第66話 むせる

 これは、かなり昔の話です。

 子供がまだ小さい頃、とある博物館に行った事がありました。

 そこは、博物館にありがちな敷居の高さが感じられず、 常設の展示品以外にも、期間限定ではありますが子供が喜びそうなイベントが催されたりする、小さな子供から大人まで楽しめるような施設でした。

 その日、私達が訪れたのはイベント目的でした。今となっては何のイベントだったか全く覚えていないのですが、子供向けの科学実験的な何かだったのは確かです。

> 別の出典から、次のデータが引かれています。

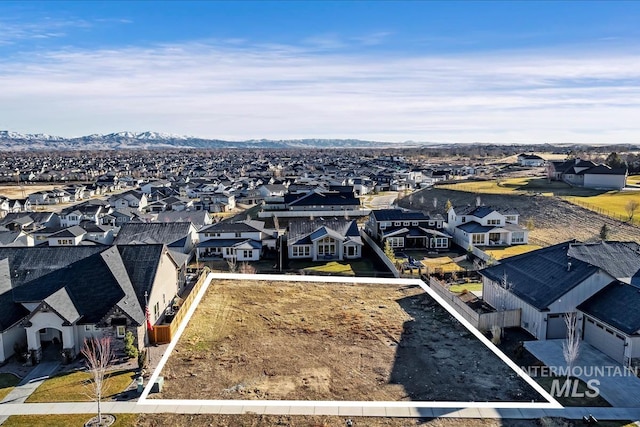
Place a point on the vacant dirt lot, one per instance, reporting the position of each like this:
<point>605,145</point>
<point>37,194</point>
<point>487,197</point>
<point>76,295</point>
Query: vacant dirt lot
<point>317,341</point>
<point>554,220</point>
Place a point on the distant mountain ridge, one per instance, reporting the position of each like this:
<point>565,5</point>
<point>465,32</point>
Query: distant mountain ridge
<point>13,141</point>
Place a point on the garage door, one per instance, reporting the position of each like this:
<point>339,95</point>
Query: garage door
<point>556,328</point>
<point>604,339</point>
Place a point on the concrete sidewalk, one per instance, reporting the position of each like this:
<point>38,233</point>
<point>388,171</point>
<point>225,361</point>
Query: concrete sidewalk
<point>618,389</point>
<point>627,414</point>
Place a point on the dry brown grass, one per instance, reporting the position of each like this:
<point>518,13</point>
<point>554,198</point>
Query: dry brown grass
<point>324,341</point>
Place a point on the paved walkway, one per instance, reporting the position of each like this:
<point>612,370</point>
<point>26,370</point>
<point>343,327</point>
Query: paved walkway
<point>618,389</point>
<point>337,410</point>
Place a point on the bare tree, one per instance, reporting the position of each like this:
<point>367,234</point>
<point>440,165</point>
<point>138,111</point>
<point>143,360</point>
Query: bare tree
<point>631,208</point>
<point>571,345</point>
<point>99,357</point>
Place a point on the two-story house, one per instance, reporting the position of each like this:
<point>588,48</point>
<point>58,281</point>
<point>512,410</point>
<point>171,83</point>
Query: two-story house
<point>485,226</point>
<point>242,241</point>
<point>407,229</point>
<point>323,240</point>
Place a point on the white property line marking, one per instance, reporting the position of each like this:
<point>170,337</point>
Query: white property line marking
<point>248,404</point>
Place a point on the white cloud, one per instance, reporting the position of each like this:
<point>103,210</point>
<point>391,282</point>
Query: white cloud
<point>237,91</point>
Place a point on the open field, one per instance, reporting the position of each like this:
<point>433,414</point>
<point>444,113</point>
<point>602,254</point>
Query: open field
<point>323,341</point>
<point>608,203</point>
<point>554,220</point>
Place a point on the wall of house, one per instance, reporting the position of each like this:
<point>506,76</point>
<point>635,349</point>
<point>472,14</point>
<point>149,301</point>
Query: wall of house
<point>9,338</point>
<point>604,181</point>
<point>569,301</point>
<point>245,235</point>
<point>165,287</point>
<point>531,319</point>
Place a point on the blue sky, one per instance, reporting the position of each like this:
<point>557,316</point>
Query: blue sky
<point>391,71</point>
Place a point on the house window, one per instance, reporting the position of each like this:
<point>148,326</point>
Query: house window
<point>477,239</point>
<point>120,331</point>
<point>301,251</point>
<point>396,242</point>
<point>440,242</point>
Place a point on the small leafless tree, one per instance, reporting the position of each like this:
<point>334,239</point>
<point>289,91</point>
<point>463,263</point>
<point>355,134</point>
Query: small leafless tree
<point>246,268</point>
<point>571,345</point>
<point>631,208</point>
<point>233,264</point>
<point>99,357</point>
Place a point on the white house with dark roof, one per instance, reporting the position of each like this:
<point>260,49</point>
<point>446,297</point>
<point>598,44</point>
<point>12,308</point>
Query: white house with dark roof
<point>585,173</point>
<point>324,239</point>
<point>408,229</point>
<point>53,298</point>
<point>242,241</point>
<point>573,277</point>
<point>530,160</point>
<point>485,226</point>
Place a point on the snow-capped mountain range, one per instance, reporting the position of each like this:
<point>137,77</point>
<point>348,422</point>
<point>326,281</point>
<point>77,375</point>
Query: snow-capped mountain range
<point>13,141</point>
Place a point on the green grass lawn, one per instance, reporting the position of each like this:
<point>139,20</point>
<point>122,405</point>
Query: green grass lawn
<point>122,420</point>
<point>470,287</point>
<point>7,383</point>
<point>500,253</point>
<point>76,387</point>
<point>359,267</point>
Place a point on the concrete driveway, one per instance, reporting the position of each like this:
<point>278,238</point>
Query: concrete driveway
<point>619,386</point>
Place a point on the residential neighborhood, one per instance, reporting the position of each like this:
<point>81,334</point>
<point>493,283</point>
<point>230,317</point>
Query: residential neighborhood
<point>142,237</point>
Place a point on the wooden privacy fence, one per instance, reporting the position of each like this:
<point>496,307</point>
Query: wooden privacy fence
<point>162,334</point>
<point>481,321</point>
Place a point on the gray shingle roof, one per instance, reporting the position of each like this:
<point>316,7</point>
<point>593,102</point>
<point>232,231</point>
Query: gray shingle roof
<point>301,231</point>
<point>620,259</point>
<point>541,277</point>
<point>398,215</point>
<point>618,305</point>
<point>152,233</point>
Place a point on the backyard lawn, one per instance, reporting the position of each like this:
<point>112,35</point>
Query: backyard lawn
<point>7,383</point>
<point>76,387</point>
<point>500,253</point>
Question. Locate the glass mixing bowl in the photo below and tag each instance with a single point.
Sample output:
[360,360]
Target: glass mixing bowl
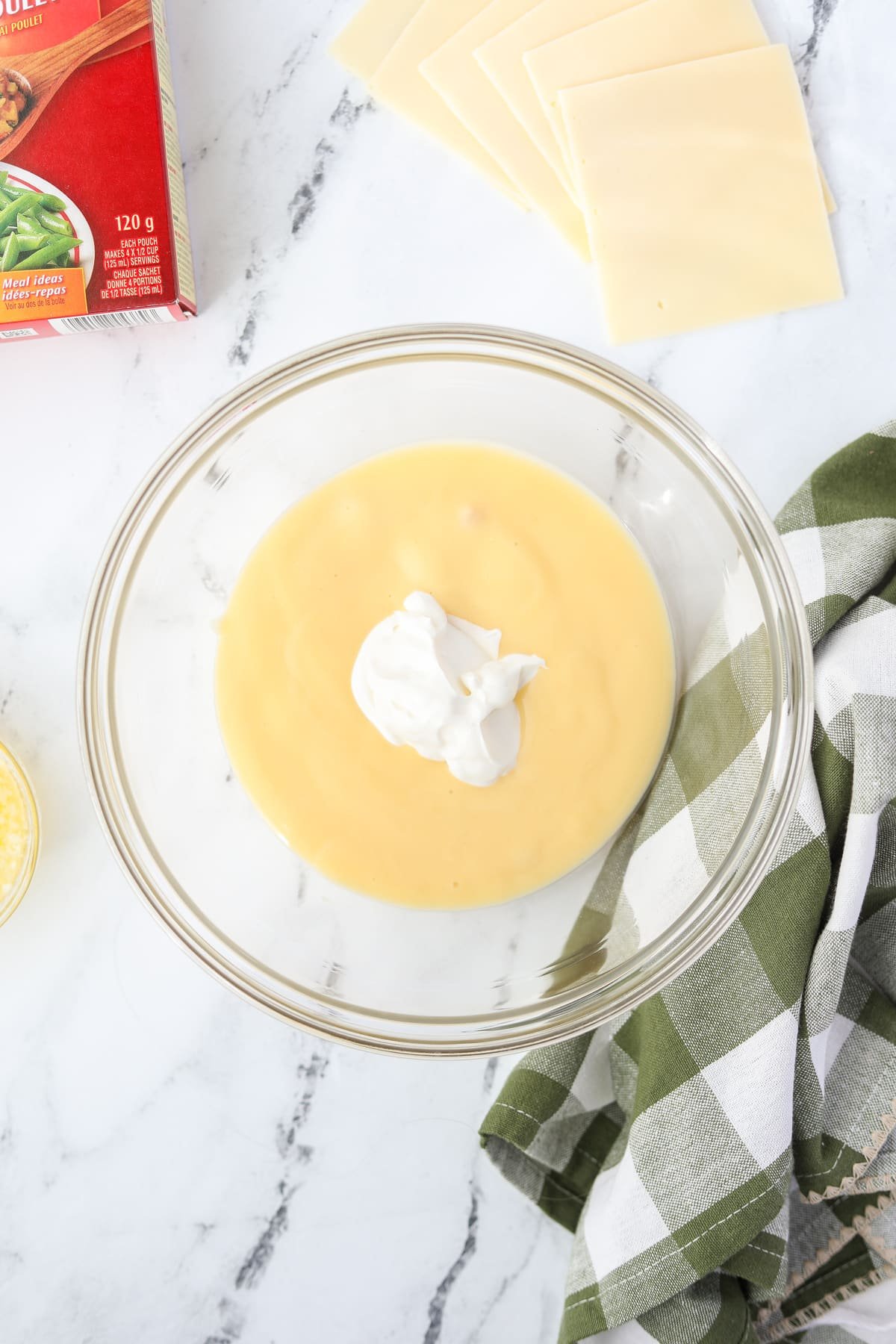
[193,844]
[27,841]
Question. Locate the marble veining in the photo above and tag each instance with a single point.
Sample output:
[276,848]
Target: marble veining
[175,1167]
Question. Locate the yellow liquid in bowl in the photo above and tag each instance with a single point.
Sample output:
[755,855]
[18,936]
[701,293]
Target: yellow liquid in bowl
[13,833]
[504,542]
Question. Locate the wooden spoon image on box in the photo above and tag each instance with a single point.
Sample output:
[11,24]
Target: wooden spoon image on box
[40,74]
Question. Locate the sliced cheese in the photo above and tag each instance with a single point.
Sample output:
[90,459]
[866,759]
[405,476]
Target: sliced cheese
[501,58]
[399,84]
[660,33]
[367,40]
[702,194]
[655,34]
[460,80]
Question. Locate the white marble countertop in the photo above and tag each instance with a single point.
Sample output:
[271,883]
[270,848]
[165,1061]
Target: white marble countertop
[175,1169]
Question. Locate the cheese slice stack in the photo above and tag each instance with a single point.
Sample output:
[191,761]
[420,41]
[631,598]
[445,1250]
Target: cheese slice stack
[667,140]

 博物館に着いた私達は、まっすぐイベント会場に向かいました。

 子供向けのイベントと言う事もあったか、大勢の家族連れが来館していました。

 イベントが行われている目的のブースに辿り着いた時、突然妻がむせ始めました。

 今まで何ともなかったのに、まるで喘息の発作の様に咳が止まりません。

 これではイベントに参加するのは本人もきついでしょうし、他のお客さんにも迷惑を掛けてしまいます。

 私達はイベントのブースを離れ、少し休むことにしました。

 ところが、不思議な事に、其のブースから離れた途端、妻の咳が治まったのです。

 妻に、何故急にむせたのか聞いたのですが、本人もよく分からないとの事。

 再度イベントに参加しようかと思ったのですが、妻は明らかに難色を示しています。子供達も別の所がいいと言うので、やむなく他の催し物のブースに向かいました。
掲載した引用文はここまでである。